Carleton, Inc.
Consumer Lending Software

Why One Size Doesn't Fit All

Fighting the conception/perception that the credit industry is operated and regulated on a standardized basis and that parameters are of the “one size fits all” variety isn’t easy.

We constantly work with a variety of prospective clients in the credit industry to explain that choices on a wide variety of fronts and levels are available to lenders when it comes to compliance.

It’s a nice thought that we can just “simplify” things and still meet the specific business and regulatory requirements of our clients.

The reality is that compliance parameters don’t always contain clear cut universal mandates.

To illustrate this point, let’s review the perceived simplicity of credit insurance prima facie rates and state regulated maximum interest charges.
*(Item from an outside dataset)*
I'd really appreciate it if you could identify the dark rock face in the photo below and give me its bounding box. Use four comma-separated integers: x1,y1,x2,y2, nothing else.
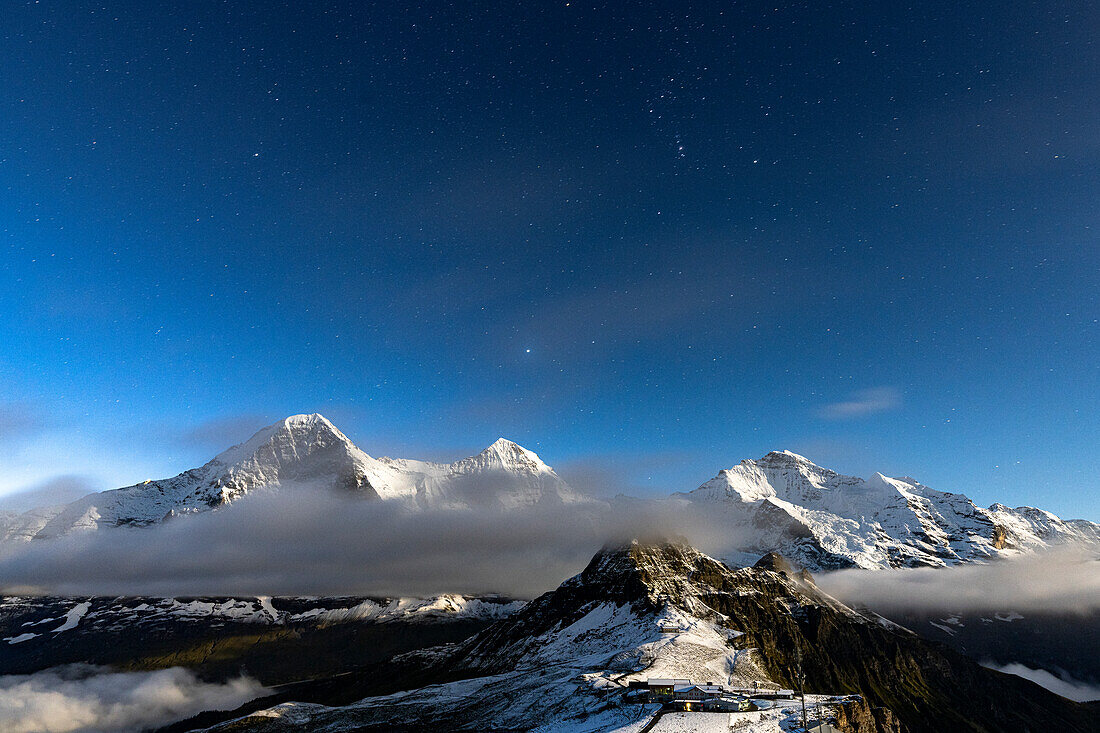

Prime Facie Credit Insurance Rates

It is an accurate description that published prima facie rates are insurance rates that may be used “without providing further justification”, but that doesn’t mean every lender provides credit insurance at those particular rates.

Deviations of prima facie rates based on the actual experience data provided to a state insurance department and their actuaries are often mandated by state insurance codes.

Simplistically put, if you brought in a lot of premium revenue over the last three years but paid virtually no claims, there’s a good chance the Insurance Department will adjust a lenders rates downward to meet previously determined standards in that regard.

Conversely, if your claims costs exceed the premium revenue for a stated period, the Department may allow an upward deviation from the prima facie rate as a form of recompense.

We have seen a lot of programs with a nationwide dealer base writing credit insurance in all 50 states make the decision to initially employ the prima facie rates for all their dealers with the goal of “facilitating” the roll out process.

While it’s true that as many as 80% of the dealers may use prima facie rates, the 20% that don’t sure create an administrative headache for the service provider when they are forced to retro-fit all the rates and underwriting limits for those dealers.

The timing is usually so that as the program is just gaining some steam and traction, resources have to be diverted from growth to the re-tooling process.

State Regulated Maximum Interest/Finance Charges

How much interest or finance charge a lender can produce on a credit contract is one of the most misunderstood regulatory disciplines in the industry.

Since most state maximum charge statutory provisions actually regulate the dollar charge generated by a published rate, Carleton’s compliance generator will evaluate the total dollar charge in a transaction against that computed according to statutory/regulatory rules.

However, in order to perform that task we first have to determine which specific provision a particular lender is operating within. Sounds simple enough, doesn’t it?

However, take the state of Texas for example. An institution making a consumer loan under the Texas Finance Code cannot produce an interest charge that will exceed:
A) The dollar charge produced by a split add-on rate structure with rates of 18% and 8%.
Or
B) The dollar charge produced by a melded simple interest structure with rates of 30%, 24%, and 18%, respectively.
Or
C) The dollar charge produced by the alternate simple interest rate tied to Treasury Bill auctions with a provision that contains a ceiling rate and a floor rate.

All of the above qualify as “maximum rate provisions” under the Finance Code.

All can produce significant and varied results when inserted as “THE” maximum charge standard to evaluate an actual loan against.

So, if an “out of the box” solution is presented, which set of rates to choose?

That is a truly key point: everywhere in the compliance process, the lender has choices available.

Don’t Forget the Lender

It is almost impossible to be in sync with a specific lending institution without a discussion that sheds some light on their philosophy and policies. Is their compliance philosophy conservative? aggressive? moderate?

In the end, it is what the institution views as the applicable maximum charge provision that is relevant.

We counsel our clients based on experience but the final call belongs to the lender. Trying to work outside that sphere of knowledge one can only harbor a guess at the “right” answer.

When it comes to compliance, I’d rather not guess.

The “one size fits all” approach does seem to mirror the current trend in our society for all actions to be “seamless” and “transparent”.

However, it is important to recognize when it comes to calculations and disclosures that the desired transparency is not necessarily a synonym for “easy and fast” but one that adheres to clear and accurate validation of where those values/numbers came from and the basis for their accuracy.